But meh, that's the goal here; I assume we're ready to crunch some numbers and challenge some by-the-book assumptions :D
Yes, the only function of rarity is to guide the DM in stocking his shops. If "very rare" means "you find it very rarely for purchase" that's okay. It's when they decided to couple rarity to price the system stopped working (for our purposes).

Once an item is in the shop, the only thing that keeps it balanced is its price. Its price relative to the other items on the shelf. It is the item's usefulness (to adventurers) that is the important thing when you assign prices. At least, for purposes of this thread.

This doesn't mean you can't sell a Ring of Invisibility for 35 gp if you want it to fall into the hands of 1st level characters, only that it is out of scope for this discussion. :)


I think a constructive discussion about workarounds for potential pitfalls falls under the concept of the plus thread - if not let me know and I'll remove this.
On the contrary, it is helpful in so far that at minimum, we agree it is a parameter to ignore.

Random inventory or even "everything in the DMG is available for purchase" may seem like a goal, but a curated inventory can both strengthen the concept in filling in gaps plus avoid a common pitfall.
"Everything in the DMG" is not the goal here.

To keep this project from becoming impossible, we must establish that the DM's input in what to stock the shoppes with remains essential.

"Everything in the DMG" is pretty much the equivalent of free item creation, and that's way harder to keep balanced.

No, our assumption must be that each DM doesn't just go into autopilot when stocking shoppes. If the adventure would have been trivialized by flying, we must assume the DM places no such items in his shoppe. If the characters are as good at optimizing as mine are, the DM should probably not place any +AC items (or set exorbitant prices). And so on.

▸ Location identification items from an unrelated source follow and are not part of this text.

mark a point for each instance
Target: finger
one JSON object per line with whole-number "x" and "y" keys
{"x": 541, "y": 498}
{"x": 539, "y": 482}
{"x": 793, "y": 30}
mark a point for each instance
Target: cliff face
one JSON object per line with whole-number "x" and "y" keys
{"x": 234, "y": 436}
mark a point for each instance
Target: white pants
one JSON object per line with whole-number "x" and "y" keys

Some items are additive/force multipliers with other items. An easy example is +X armor and a +X shield exceeds bounded accuracy, while Armor of Invulnerability and a Sentinel Shield are both great items but don't really enhance each other.

A flat/calculated pricing structure ill reflects the utility of having items which build on each other.

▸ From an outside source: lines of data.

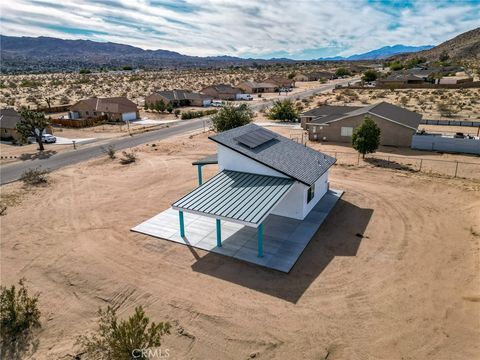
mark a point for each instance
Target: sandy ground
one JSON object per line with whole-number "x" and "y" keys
{"x": 409, "y": 289}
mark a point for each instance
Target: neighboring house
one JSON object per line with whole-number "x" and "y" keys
{"x": 460, "y": 78}
{"x": 9, "y": 119}
{"x": 261, "y": 173}
{"x": 337, "y": 123}
{"x": 401, "y": 79}
{"x": 179, "y": 98}
{"x": 313, "y": 76}
{"x": 252, "y": 87}
{"x": 222, "y": 91}
{"x": 114, "y": 108}
{"x": 280, "y": 81}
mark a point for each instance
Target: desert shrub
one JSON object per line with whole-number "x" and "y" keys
{"x": 230, "y": 117}
{"x": 128, "y": 157}
{"x": 283, "y": 110}
{"x": 122, "y": 339}
{"x": 109, "y": 150}
{"x": 370, "y": 75}
{"x": 19, "y": 316}
{"x": 34, "y": 177}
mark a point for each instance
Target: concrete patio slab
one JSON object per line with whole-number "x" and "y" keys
{"x": 284, "y": 238}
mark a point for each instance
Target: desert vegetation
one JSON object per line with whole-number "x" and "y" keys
{"x": 66, "y": 88}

A solution for this is non-random generation of the inventory. Or if it is randomly generated, a curator pass through to replace problematic choices, specially with an eye to what the party already has.
Good phrasing. Yes, this project aims "only" to provide prices for a curated list.

Items to potentially nix
  • +X items (they combine so easily with others, so even the first should be a point to watch) Note that some of these, like the Arrow-Catching Shield, are listed int he body, not the name.
  • Items only usable by character with above-party-average number of items.
  • Multiple items of the same general type - for example outfitting someone with Resist Fire is useful at times. Outfitting everyone with Resist Fire can trivialize some encounters as well as giving a very high degree of freedom from friendly fire.
The question about armor and shields that stack (also raised by others) boils down to:

Does the introduction of magic shoppes necessitate having stricter rules on bonus stacking?

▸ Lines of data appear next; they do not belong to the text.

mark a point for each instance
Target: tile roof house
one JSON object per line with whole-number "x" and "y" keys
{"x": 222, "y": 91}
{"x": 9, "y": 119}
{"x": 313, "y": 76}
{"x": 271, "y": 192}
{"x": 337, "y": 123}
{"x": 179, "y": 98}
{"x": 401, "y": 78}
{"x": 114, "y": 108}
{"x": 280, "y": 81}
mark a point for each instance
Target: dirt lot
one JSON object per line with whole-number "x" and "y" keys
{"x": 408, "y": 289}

The only way (imo) around it is to treat shields (and "deflection" bonus such as Rings) as a premium stacking category.

That is, there can be only one "base" AC bonus category (and it pretty much needs to be armor). Everything else must be priced with its stackability in mind (ie much more expensive).

This is the only way to make sure +1 armor plus +1 shield isn't much cheaper than +2 armor, which doesn't make sense since you get the exact same benefit.

Meaning that if you like how +1 armor and +1 shields cost about the same, you probably need either to artificially limit the availability or add a "magic bonuses from armor and shields don't stack" rule, or simply accept that one character will gain a stratospheric AC.

It all depends - if its the least minmaxing character, this might actually help the game.

But yes, in general, the point is that all ways to gain +2 AC should cost about the same. That's what utility-based pricing means, after all.

So let's create an example and make up some numbers! If +1 armor costs, say, 4000 gp, and +2 armor costs 16000 gp, then +1 shields (and +1 rings of defense) need to cost somewhere around 12000 gp. (Since a shield requires a hand we'll probably end up giving it a discount, but if the ring of defense requires an attunement slot, it too needs a discount).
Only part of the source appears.